Oleh: Natasya Amalia
Mahasiswa MPI FITK UIN Walisongo
Baru-baru ini, istilah "insecure" telah menjadi pembahasan yang hangat dikalangan generasi milenial, baik melalui curhat di media sosial maupun dalam percakapan sehari-hari atau saat berkumpul dengan teman-teman. Insecure secara bahasa diartikan sebagai perasaan tidak aman dari diri seseorang karena ada sesuatu hal yang tidak sesuai dengan keinginannya.
Meskipun hampir semua orang mengalami perasaan tidak aman, namun intensitasnya berbeda-beda.
Secara umum, individu yang merasa tidak aman seringkali tidak menyadari
keadaannya karena rasa takut dan kecemasan adalah pengalaman umum sehari-hari.

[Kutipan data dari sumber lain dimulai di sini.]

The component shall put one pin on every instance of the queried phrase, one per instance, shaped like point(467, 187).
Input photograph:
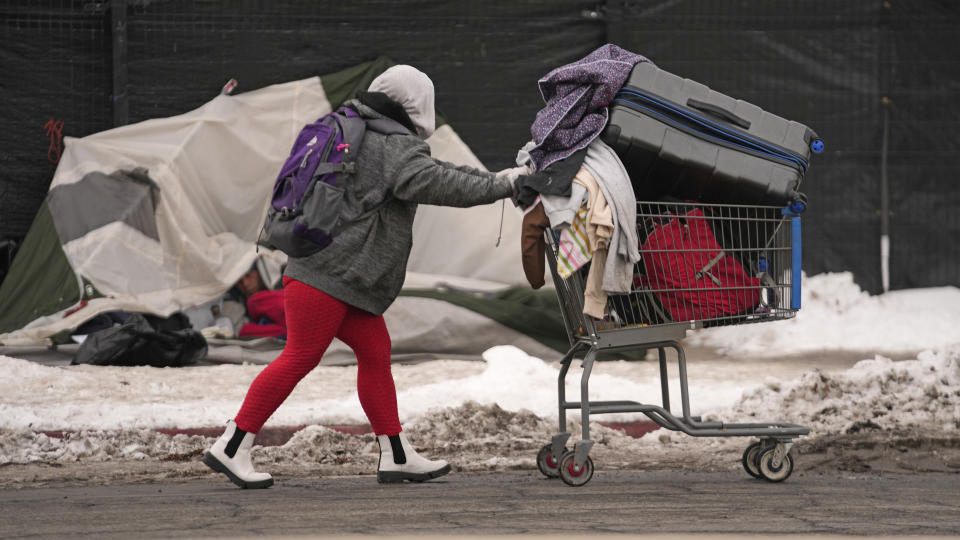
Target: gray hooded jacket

Perasaan tidak aman muncul ketika realitas tidak sesuai dengan harapan, dan
akibatnya, individu yang merasa tidak aman cenderung merasa kecewa dan
menyalahkan diri sendiri.
Secara
keseluruhan, perasaan tidak aman mencerminkan ketidakpercayaan pada diri
sendiri, atau bisa diartikan sebagai rasa ketidakpastian atau kecemasan
mengenai nilai diri, kemampuan, keterampilan, dan nilai-nilai sebagai manusia.
Contohnya, ketidakamanan terhadap penampilan fisik sering kali memengaruhi
kepercayaan diri, seperti merasa tidak cantik, tidak tampan, atau merasa bahwa
bentuk tubuh tidak ideal. Selain itu, perasaan tidak aman juga dapat timbul
dari pembandingan diri dengan orang lain, seperti perasaan cemburu atau selalu
meminta pendapat orang lain.
Allah dalam QS.
At-Tin ayat 4 menyatakan, "Sesungguhnya kami telah menciptakan manusia
dalam bentuk yang sebaik-baiknya." Ayat ini menegaskan bahwa seseorang
seharusnya tidak merasa tidak aman atau rendah diri di hadapan orang lain,
karena Allah menciptakan manusia dengan bentuk yang paling baik dan sempurna.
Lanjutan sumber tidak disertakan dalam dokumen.